Kata Halal Bihalal bahkan sudah dibakukan dalam Kamus Besar Bahasa Indonesia. (KBBI), Halal Bihalal berarti hal maaf-memaafkan setelah menunaikan ibadah puasa Ramadan, dan biasanya diadakan di sebuah tempat (auditorium, aula, dan sebagainya) oleh sekelompok orang. Halal Bihalal juga diartikan sebagai bentuk silaturahmi.

Ada sejumlah versi asal usul istilah Halal Bihalal. Istilah Halal Bihalal berasal dari kata 'alal behalal' dan 'halal behalal'. Kata ini masuk dalam kamus Jawa-Belanda karya Dr. Th. Pigeaud 1938.

Baca Juga: Arah Timur Masih di Dominasi Arus Lalu Lintas Silaturahmi Lebaran

Dalam kamus ini alal behalal berarti dengan salam (datang, pergi) untuk (memohon maaf atas kesalahan kepada orang lebih tua atau orang lainnya setelah puasa (Lebaran, Tahun Baru Jawa). Sementara halal behalal diartikan sebagai dengan salam (datang, pergi) untuk (saling memaafkan di waktu Lebaran).

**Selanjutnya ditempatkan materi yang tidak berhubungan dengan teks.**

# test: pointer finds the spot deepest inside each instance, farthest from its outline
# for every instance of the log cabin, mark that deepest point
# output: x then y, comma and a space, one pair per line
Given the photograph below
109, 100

Salah satu versi asal usul Halal Bihalal berasal dari KH Abdul Wahab Hasbullah pada tahun 1948. K.H. Wahab merupakan seorang ulama pendiri Nahdatul Ulama. K.H. Wahab memperkenalkan istilah Halal Bihalal pada Bung Karno sebagai bentuk cara silaturahmi antar-pemimpin politik yang pada saat itu masih memiliki konflik.

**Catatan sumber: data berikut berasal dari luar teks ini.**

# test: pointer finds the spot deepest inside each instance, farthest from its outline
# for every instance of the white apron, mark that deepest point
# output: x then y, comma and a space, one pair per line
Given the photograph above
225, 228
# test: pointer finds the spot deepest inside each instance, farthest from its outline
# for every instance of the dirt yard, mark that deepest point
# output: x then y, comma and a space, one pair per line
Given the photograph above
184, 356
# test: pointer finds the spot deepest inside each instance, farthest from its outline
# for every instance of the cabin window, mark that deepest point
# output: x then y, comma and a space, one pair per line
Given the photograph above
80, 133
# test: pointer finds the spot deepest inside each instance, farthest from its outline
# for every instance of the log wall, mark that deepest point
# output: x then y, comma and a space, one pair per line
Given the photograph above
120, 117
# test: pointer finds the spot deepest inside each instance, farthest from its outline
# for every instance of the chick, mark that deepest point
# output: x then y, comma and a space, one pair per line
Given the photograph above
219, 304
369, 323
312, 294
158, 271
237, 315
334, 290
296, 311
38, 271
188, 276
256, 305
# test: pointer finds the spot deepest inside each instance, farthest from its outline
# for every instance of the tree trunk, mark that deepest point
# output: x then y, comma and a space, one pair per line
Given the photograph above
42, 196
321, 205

Atas saran K.H. Wahab, pada Hari Raya Idul Fitri di tahun 1948, Bung Karno mengundang seluruh tokoh politik untuk datang ke Istana Negara guna menghadiri silaturahim yang diberi judul 'Halal Bihalal.' Para tokoh politik akhirnya duduk satu meja.

Mereka mulai menyusun kekuatan dan persatuan bangsa ke depan. Sejak saat itu, berbagai instansi pemerintah di masa pemerintahan Bung Karno menyelenggarakan Halal Bihalal.

Halal Bihalal kemudian diikuti masyarakat Indonesia secara luas, terutama masyarakat muslim di Jawa sebagai pengikut para ulama. Hingga kini Halal Bihalal menjadi tradisi di Indonesia.

Baca Juga: Gerak Jalan Santai Yayasan Amanah Putra Insani Pererat Tali Silaturahmi Warga Kab. Bandung

Halal Bihalal tidak dapat diartikan secara harfiah dan satu persatu antara halal, bi, dan halal. Istilah 'halal' berasal dari kata 'halla' dalam bahasa Arab, yang mengandung tiga makna, yaitu halal al-habi (benang kusut terurai kembali); halla al-maa (air keruh diendapkan); serta halla as-syai (halal sesuatu).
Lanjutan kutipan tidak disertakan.